Unlike Darcy, he didn’t have to go. Lukas was a human. He had plenty of reasons to stay: the comrades who survived the war as well as his mentor, Saxon. However, Lukas chose to leave for one reason. For Darcy.
Halfway up the hill, Darcy stopped.
Lukas was quick to notice. “What’s wrong?” He asked.
Darcy’s chest grew taut with emotion. The man before him had gone through hell and back again. More than anything, Darcy wished for him to find peace. Darcy didn’t wish for him to be chained to his side. As much as it would pain him to let Lukas go, Darcy wished to do right by him, and it was only right to ask him. “Are you sure about this?”
“Yes,” Lukas replied with no doubt nor hesitation. “Why are you asking this now?”
“I just...” Darcy looked back. “I don’t want you to have any regrets.”
“There’s nothing to regret,” Lukas told him. “I paid my respects. I said my goodbyes.” Strong hands reached out to take a gentle hold of his. “I put a lot of thought into this. If I were to stay in Sigismonda and let you leave, that would be the biggest regret of my life.”
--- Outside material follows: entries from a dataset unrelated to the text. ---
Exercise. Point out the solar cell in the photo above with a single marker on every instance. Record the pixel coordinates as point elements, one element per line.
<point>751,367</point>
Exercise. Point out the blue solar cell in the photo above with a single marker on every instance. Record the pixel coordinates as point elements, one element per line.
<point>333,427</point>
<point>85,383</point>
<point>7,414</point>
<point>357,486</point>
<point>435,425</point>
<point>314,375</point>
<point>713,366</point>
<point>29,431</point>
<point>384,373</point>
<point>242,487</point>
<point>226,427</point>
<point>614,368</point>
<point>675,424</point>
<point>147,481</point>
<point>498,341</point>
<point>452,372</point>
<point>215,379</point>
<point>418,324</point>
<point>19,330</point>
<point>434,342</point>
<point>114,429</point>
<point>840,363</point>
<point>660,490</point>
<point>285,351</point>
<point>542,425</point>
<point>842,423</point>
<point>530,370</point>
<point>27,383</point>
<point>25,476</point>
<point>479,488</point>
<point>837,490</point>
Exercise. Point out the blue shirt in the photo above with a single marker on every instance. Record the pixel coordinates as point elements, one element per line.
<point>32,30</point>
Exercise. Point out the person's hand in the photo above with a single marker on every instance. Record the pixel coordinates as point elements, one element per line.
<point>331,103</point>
“Lukas,” Darcy murmured, touched.
The feelings, the love that had taken root in his heart so long ago grew that much more. He didn’t want to keep these feelings hidden any longer. He embraced the man he loved more than anything, more than the world, more than his kingdom, more than himself, and leaned up to kiss him. Lukas kissed him back, slow and deep, as if he were savoring the taste of his lips, his tongue. Darcy could taste the bread and fresh berries in his mouth. He could feel Lukas’ hands trail up his arms, his shoulders, his neck and caress his face. Darcy held him closer still.
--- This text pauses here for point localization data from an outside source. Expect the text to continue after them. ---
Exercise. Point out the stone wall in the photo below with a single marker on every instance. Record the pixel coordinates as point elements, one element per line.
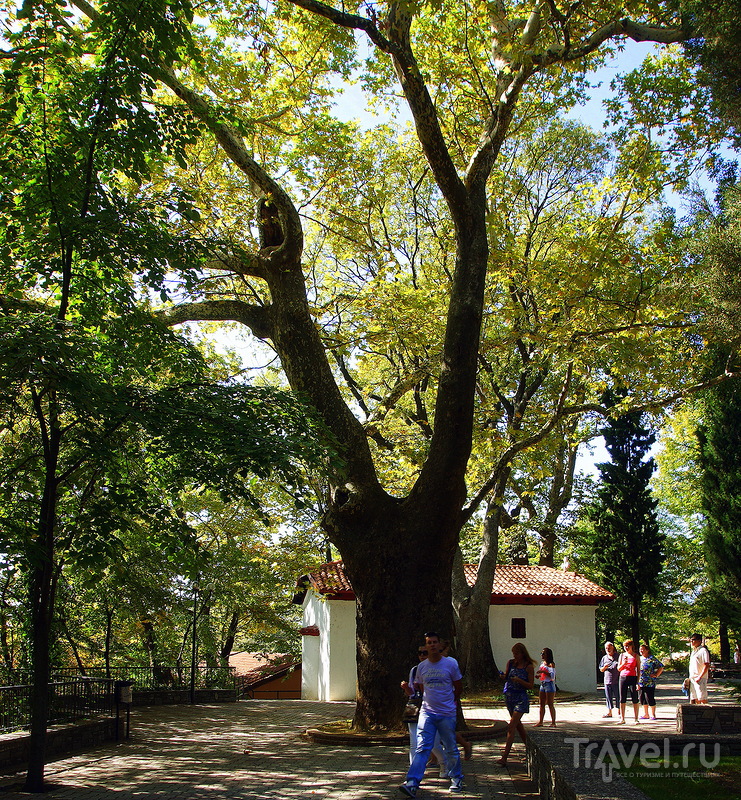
<point>708,720</point>
<point>179,697</point>
<point>558,778</point>
<point>85,735</point>
<point>60,741</point>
Together, they faced and navigated through the darkness. Together, they stuffered, they bled, they cried...Now, the only thing that stood between them and the light was time.
She Keeps Me Warm
“You should eat more,” the other model told her. “Put more meat on those bones.”
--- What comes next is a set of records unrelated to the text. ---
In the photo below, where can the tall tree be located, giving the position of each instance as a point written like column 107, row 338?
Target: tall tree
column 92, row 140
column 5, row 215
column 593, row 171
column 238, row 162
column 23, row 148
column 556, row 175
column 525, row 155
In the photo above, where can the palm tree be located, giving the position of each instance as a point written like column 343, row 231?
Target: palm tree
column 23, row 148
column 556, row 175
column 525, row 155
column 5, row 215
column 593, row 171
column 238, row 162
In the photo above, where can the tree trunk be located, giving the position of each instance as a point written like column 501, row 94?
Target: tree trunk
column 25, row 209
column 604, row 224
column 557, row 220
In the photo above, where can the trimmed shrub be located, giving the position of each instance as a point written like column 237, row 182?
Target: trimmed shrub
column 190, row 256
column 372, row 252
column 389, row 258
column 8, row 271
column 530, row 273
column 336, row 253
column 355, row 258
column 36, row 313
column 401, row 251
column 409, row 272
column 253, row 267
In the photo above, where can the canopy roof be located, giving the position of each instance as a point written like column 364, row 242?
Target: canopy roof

It could’ve been a harmless comment, but it plagued Anna’s thoughts the whole way home. She thought that she was doing better. That she was eating more. That she had more meat on her bones. Not that much more, though. She still kept track of what she ate. She wanted to stay skinny, but she wanted to be healthy, too.
Anna stepped off the bus, once again exposed to the frigid weather. She hunched her shoulders and dug her hands into her coat pockets as she blinked away tears. Despite the layers of clothes she wore, the cold still found a way to seep in. She shivered and quickened her pace, heading straight home, back to the apartment she shared with her girlfriend.
Cassidy knew something was wrong the moment she walked in the door. As Anna unraveled, Cassidy was there to comfort her. She was there to wrap her up in blankets, to make her decaffienated tea that chased the chills from her body.
“You’re doing great, babe.” Cassidy reassured, wrapping an arm around her shoulders. “Don’t you ever let anyone tell you otherwise.”